Wherever this flag is flown…we take care of our own.

                                                                                   – Bruce Springsteen

When it comes to food and farming, there’s been an assumption since the planting of the first seed that the harvest first feeds the farmer, the family, the clan, then the community. We’ve strayed from that simple but necessary notion over the past decades as our food system has tilted in the direction of industrial scale production and distribution that serves global markets first. Where once the people’s voices and nutritional requirements called the tune, local food needs and connections are drowned out by market forces that dance to a different beat.

In the midst of the post-World War II tectonic shifts in the ways we grow and get food, domestic hunger persists, a fact that achieves a seasonal acuity during these holiday months. One in eight people and one in six children are food insecure according to the USDA. Obesity and diabetes rates are two to three times higher than they were in 1992. Most 2-year-olds today will develop obesity by age 35, according to a recent project of the Harvard T.H. Chan School of Public Health.

What’s become obvious is that the ethical commitment of a local food system to first take care of its own has been displaced by a global food system’s commitment to first take care of its bottom line. Just as a prosperous civilization that fails to meet the needs of the least among us cannot lay claim to a moral place in the universe, our food industrial complex cannot profess to “feeding the world” when millions of its own are food insecure or in the throes of diet-related disease. Likewise, chemically-based, energy-intensive, carelessly polluting methods of food production display a willful disregard for our children and grandchildren who will suffer mightily from a degraded environment and global warming.

Though our food system has veered recklessly from the intimate to the distant, the people’s urge to be heard and to shape their own destiny has never diminished. The revival of farmers’ markets over the past 40 years, the growing awareness of sustainable agriculture and healthy eating, and the rise in thousands of feeding initiatives attest to our refusal to accept so-called economic norms. As if to say, “there must be a better way,” consumers, farmers, and those who advocate for good food for all are raising their voices in Congress, state legislatures, and city councils.

No better evidence of this can be found than in the emergence of local and state food policy councils, which according to the Johns Hopkins Center for a Livable Future number over 250 nationwide. Here we find producers, anti-hunger advocates, chefs, and government officials, just to name a few stakeholders, coming together to plan for their communities’ food future and to ensure that those plans are implemented.

While food policy councils come in different shapes and sizes, they generally serve as the eyes and ears of the community and its policy makers. They are not comprised of ranters-and-ravers and soap box standers. They are made up of thinkers and doers who aren’t afraid to roll up their sleeves and work with people of different opinions and interests for the common good of their community.

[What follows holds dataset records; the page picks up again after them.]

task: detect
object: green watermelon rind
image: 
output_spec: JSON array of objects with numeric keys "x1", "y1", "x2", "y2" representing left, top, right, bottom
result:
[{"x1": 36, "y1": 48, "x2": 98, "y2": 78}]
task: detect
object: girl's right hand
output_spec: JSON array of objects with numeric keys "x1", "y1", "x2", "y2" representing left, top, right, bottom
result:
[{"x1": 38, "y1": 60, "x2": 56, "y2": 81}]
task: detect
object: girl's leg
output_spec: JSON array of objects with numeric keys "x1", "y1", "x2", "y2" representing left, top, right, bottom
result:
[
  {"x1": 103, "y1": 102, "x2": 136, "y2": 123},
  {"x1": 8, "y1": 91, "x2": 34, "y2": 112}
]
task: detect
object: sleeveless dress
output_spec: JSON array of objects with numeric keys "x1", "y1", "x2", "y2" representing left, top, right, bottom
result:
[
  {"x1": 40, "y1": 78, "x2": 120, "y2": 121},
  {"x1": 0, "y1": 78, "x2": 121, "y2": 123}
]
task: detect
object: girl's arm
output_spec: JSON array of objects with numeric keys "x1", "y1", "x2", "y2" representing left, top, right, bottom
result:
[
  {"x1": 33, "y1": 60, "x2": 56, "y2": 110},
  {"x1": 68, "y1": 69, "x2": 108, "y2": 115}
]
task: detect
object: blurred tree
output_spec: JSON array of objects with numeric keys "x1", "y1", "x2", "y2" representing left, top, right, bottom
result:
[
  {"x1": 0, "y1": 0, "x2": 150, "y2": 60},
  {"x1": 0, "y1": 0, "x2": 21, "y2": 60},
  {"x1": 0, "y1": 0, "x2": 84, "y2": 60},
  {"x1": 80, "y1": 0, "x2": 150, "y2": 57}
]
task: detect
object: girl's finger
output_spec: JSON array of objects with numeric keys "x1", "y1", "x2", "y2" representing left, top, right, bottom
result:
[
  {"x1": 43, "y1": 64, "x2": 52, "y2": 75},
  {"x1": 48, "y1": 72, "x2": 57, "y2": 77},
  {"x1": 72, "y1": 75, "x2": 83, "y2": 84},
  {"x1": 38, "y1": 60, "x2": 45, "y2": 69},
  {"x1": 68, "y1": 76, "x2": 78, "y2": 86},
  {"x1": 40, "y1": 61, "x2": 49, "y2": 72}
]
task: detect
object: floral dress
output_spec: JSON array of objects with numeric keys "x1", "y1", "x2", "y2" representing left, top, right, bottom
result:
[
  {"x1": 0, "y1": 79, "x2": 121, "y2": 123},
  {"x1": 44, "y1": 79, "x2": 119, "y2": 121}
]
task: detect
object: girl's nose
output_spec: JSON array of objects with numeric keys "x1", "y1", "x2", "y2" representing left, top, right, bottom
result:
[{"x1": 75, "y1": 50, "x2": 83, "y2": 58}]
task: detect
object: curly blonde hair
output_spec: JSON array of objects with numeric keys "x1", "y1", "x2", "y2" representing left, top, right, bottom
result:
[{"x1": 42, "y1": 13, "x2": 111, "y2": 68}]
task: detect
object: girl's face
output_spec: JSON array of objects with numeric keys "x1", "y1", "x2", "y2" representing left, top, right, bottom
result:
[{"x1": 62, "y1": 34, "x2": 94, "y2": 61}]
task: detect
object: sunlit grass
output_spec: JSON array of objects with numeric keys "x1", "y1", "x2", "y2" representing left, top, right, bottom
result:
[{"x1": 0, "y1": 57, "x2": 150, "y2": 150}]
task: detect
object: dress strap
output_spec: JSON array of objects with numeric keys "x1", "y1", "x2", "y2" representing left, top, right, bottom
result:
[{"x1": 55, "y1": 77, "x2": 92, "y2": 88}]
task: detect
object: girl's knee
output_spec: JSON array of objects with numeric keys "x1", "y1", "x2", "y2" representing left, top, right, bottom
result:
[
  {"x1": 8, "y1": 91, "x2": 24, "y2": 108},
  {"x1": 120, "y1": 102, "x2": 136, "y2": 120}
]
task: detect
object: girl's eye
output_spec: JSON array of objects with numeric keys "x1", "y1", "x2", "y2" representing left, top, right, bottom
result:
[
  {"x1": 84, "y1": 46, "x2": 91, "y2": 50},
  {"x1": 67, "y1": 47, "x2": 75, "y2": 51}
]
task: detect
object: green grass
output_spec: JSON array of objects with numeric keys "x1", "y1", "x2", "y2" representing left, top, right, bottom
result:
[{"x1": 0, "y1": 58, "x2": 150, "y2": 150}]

And much good has come from food policy councils. In New Mexico, they have enlisted state government to start a permanent farm to school program that is using the buying power of public schools to purchase New Mexico-grown food. In Minnesota and Connecticut, they have worked with transportation officials to establish new bus routes to ensure that people who don’t own cars are able to reach a grocery store. In Colorado and Massachusetts, they have worked with farmers’ markets and state agencies to enable the use of SNAP benefits at farmers’ markets. In Kansas, they paved the way for the establishment of a food hub that connects the state’s growers to better market opportunities.

While no single local or state food program or policy will grind the gears of the global food system to a halt, they do refocus our attention on a place – our place – and a people – our people. This is exactly what they are starting to do in Nebraska with the establishment of the Nebraska Food Council. With guidance from the Center for Rural Affairs, people from across the state have been meeting to reset Nebraska’s food compass so that its needle points in the direction of its people – the food they eat, the air they breathe, and the water they drink.

At this time, food policy councils and numerous local food coalitions are loading their carts with programs and policies that move with muscle and purpose to the checkout line. A  quick scan of what they have selected and set in motion includes strengthening and expanding farm to school initiatives which now exist in 47,000 public schools; changing regulations and providing funds to support more local food hubs and food businesses; expanding programs to increase the use of SNAP benefits at the nation’s 8,500 farmers’ markets; protecting access to farmland for all those who want to produce food; and kicking ass and taking names to ensure that all our fed.

This is only a partial list of what food activists across the country are doing to secure a healthy and sustainable food system for all. As citizens of a democracy, we must raise our voices for what we believe is right; as members of a community, we must take care of our own.

I can’t think of a better way to celebrate Thanksgiving!